Description of the control and vaccinated groups.

For decades, scientists have used column chromatography to purify an array of analytes. The same chromatography system has also been deployed for the isolation and purification of antibodies to increase sensitivity and specificity of detection assays such as western blot, enzyme-linked immunosorbent assay (ELISA), and immunohistochemistry. However, even with the combination of these modalities the detection of specific antibodies developed in response to treatment, like vaccination, remains difficult due to physiological differences among species, sample types evaluated, and differing physiological states.
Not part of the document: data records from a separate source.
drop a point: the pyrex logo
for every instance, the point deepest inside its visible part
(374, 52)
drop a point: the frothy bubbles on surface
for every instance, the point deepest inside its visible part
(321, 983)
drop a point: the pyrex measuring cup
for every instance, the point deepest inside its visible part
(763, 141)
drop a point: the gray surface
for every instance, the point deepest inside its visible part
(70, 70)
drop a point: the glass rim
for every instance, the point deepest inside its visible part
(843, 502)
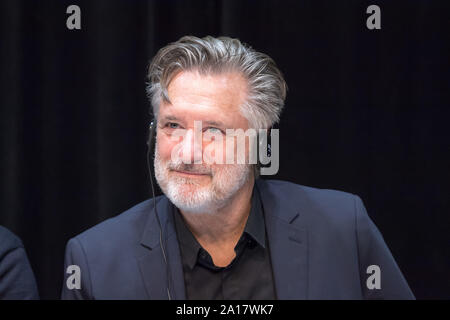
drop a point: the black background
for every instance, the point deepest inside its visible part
(367, 112)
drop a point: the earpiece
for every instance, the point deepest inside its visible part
(151, 134)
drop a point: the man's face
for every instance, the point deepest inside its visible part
(191, 182)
Therefore, we developed a high-throughput antibody isolation protocol to measure influenza-specific antibodies in pregnant and lactating pigs, because the samples, in particular serum, milk and colostrum, contain components that cause high background. We developed a high-throughput 96-well plate-based method using a modified column chromatography technique to specifically isolate swine immunoglobulin (Ig) isotypes. This method utilizes isotype-specific reagents to isolate the IgG and IgA antibody isotypes from various fluids collected at multiple time points from individual animals following immunization. After sample processing and antibody isolation, the results showed a rapid and consistent yield of specific IgG and IgA, with comparable outcomes between single-column chromatography and our 96-well plate system, the latter offering a time-saving advantage. Specifically, the standard single-column chromatography required 2 to 3 hours to isolate 12 samples, whereas our method enabled the isolation of 192 samples in just 8 to 9 hours making this the ideal method for an immunogenicity study utilizing a variety of animal samples from multiple timepoints.